CPC is the Cost Per Click. Cost per click is the amount an advertiser pays when the visitor is directed to the advertiser's site.
You can see how these might be important.
In addition, scroll down to the left side and choose exact match in addition to broad in the Match Types.
The screen below demonstrates these settings.
Start Looking at the Results
Now is the time to start looking at the results. You want to choose Keywords that have a solid global searches and high CPC. Go through the list and click the boxes that relate to your topic the best.
I like to choose words that have search result not too small or too large. Simone recommends 500 to 40,000. Who am I to argue? I make exceptions for keywords that I like a lot, even though it may not be the best strategy, I just can't ignore them.
The first thing I notice is that there are no searches for my title. I should be able to rank very high on that, but who wants to? I need a title that might be searched for once in a while.
The Next thing I notice is that there are a lot of keywords relating to recipes.
Choosing Words That Have Some Interest
Ok, I went through the list and chose about 20 to think about. You can do this by clicking on the little square next to each word you like. Then there is a great feature that lets you download the words you selected to a spreadsheet. In the spreadsheet, you can sort and re-sort the words you have selected. I generally have to do this several times before I am 'inspired' with a new title.
Keywords I Chose and Downloaded to Spreadsheet
Examine the List
Remembering the rules for selecting based on searches, I can easily see that there are only some that meet the requirements of 500 to 40,000. Others who do keyword research believe that some keywords below 500 are still viable. I agree, some 200 searches keywords are well performing. That's why I say, "There are words I cannot ignore just because I like them and maybe they pay well."
I am thinking now that I should try some simple titles:
blenders for drinks
blenders for frozen drinks
blenders for parties
buy the best blender
how to buy the best blender
best blenders for drinks
best drink blenders
what blender should I buy?
what is the best blender to buy
buying a blender
best blender model
top blender model
buy a blender on line
I put all these in the search box in keywords and check the box 'only show ideas for my keywords' and get the following results.
Make a Choice
I decide that I like two keyword searches: Best Blenders and Top Blenders. I decide on the best blenders and do a keyword search. I decide to use the name brands as the tags and featured items to be found on Amazon.
Last thing to do is check out the page ranks of the competition. The first one has a page rank of 3. This may be doable. I will try this out and see what kind of traffic I get.
To get page rank, you can use the google toolbar, or similar product. You want to see the top pages with page rank to be 3 or less. This is a page you can compete with. The page rank is the search engine's ranking of the pages relative importance. The lower, the better it is for competing.
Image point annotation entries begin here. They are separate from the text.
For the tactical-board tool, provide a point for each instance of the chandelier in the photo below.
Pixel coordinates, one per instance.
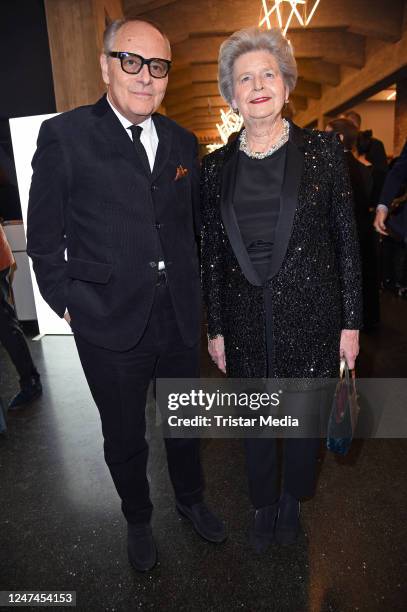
(282, 12)
(231, 122)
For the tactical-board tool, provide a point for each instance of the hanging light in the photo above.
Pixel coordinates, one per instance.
(282, 12)
(231, 122)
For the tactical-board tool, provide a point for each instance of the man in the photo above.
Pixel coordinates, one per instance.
(12, 336)
(376, 154)
(396, 177)
(122, 204)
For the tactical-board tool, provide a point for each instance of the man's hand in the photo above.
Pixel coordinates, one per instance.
(349, 346)
(216, 348)
(67, 318)
(379, 222)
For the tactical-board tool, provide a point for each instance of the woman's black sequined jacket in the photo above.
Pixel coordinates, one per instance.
(314, 282)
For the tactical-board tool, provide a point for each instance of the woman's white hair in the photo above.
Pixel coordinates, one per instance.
(255, 39)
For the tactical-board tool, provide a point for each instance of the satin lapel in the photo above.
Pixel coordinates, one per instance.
(115, 134)
(229, 217)
(289, 198)
(164, 146)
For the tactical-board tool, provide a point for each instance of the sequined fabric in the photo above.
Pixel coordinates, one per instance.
(316, 292)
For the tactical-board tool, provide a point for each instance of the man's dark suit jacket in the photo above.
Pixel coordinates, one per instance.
(91, 194)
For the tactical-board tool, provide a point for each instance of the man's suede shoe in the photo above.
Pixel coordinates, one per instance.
(262, 530)
(30, 391)
(141, 547)
(205, 523)
(288, 520)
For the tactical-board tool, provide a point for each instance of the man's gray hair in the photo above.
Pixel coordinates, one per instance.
(255, 39)
(109, 35)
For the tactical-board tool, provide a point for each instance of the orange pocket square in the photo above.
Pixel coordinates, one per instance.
(181, 172)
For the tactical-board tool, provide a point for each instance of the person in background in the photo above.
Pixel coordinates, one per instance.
(11, 334)
(395, 179)
(376, 153)
(362, 182)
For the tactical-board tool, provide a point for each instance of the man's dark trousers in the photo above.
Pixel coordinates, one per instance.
(119, 382)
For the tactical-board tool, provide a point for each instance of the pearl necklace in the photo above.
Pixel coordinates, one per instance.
(244, 145)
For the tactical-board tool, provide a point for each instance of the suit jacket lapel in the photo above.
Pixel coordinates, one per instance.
(164, 146)
(229, 217)
(289, 197)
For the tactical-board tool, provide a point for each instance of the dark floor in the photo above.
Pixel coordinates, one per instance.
(61, 527)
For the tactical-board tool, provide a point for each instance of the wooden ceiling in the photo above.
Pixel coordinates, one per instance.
(336, 42)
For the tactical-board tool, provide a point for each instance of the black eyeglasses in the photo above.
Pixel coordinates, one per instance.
(133, 63)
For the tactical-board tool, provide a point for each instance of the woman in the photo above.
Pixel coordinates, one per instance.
(280, 265)
(362, 180)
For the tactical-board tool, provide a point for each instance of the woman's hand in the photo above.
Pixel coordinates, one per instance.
(349, 346)
(216, 348)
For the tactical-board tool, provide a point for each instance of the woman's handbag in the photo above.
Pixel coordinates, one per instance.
(344, 414)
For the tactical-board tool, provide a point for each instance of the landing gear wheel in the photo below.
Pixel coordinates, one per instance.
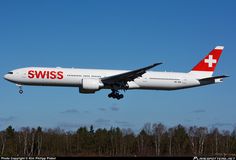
(21, 91)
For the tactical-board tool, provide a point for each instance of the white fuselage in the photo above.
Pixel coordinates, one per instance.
(74, 77)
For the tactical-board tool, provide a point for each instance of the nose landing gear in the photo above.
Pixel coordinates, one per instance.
(20, 87)
(115, 94)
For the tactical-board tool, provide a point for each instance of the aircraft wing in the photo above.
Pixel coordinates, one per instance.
(127, 76)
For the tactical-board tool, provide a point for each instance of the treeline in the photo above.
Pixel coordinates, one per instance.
(152, 140)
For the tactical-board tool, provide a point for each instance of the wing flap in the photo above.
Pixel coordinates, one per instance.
(127, 76)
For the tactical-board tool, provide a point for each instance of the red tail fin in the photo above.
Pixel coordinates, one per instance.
(210, 61)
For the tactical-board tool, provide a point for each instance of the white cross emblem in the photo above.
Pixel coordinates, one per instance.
(210, 61)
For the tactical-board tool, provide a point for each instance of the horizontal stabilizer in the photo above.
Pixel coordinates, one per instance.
(213, 78)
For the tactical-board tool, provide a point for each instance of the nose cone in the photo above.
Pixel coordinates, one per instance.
(6, 77)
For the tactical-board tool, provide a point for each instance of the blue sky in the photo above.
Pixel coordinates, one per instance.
(116, 35)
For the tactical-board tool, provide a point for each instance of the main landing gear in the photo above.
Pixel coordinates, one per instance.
(115, 94)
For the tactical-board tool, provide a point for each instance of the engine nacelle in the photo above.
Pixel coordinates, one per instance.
(90, 85)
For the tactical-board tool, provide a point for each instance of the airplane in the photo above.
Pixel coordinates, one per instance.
(91, 80)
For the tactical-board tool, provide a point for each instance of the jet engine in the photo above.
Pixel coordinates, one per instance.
(90, 85)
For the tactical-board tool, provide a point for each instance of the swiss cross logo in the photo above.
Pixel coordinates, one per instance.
(210, 61)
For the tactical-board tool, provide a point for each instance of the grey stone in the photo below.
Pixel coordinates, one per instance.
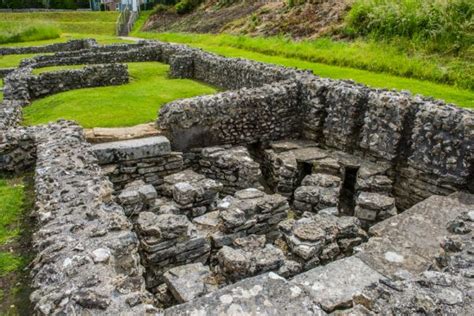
(269, 294)
(332, 286)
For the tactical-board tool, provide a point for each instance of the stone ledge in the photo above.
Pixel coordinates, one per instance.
(132, 149)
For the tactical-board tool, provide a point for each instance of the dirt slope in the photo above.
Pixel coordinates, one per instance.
(307, 20)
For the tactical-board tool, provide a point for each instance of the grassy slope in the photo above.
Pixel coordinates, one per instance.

You want to have a title that has at least 500 searches, under 40,000 searches, pays something, and had a page rank of 3 or less.
Revision suggested by fellow hubber wilderness: PageRanks of 3 can be difficult to compete for, a lower page rank is really better. Much more realistic to compete for.
Keyword research is not easy and it gives me a great big headache, but the hubs that I have done a good job with have more traffic, more AdSense clicks, and earn more money. I don't do enough keyword research for every hub. I hate getting stuck looking for a title, and I don't like the titles that work the best. But when I follow the general theme of looking for the right title and stick to my guns, the hub does better.
If you are a beginner, just try to do the keyword research as I have described it, and soon you will start to understand it. I hope this helps some of you getting a kick start with your hubs.
You can use this keyword search method to revise previously published hubs and to refine your tags. I am just learning about how to deal best with page rank. It is only necessary at this point to know that a page rank of 3 or lower is the target.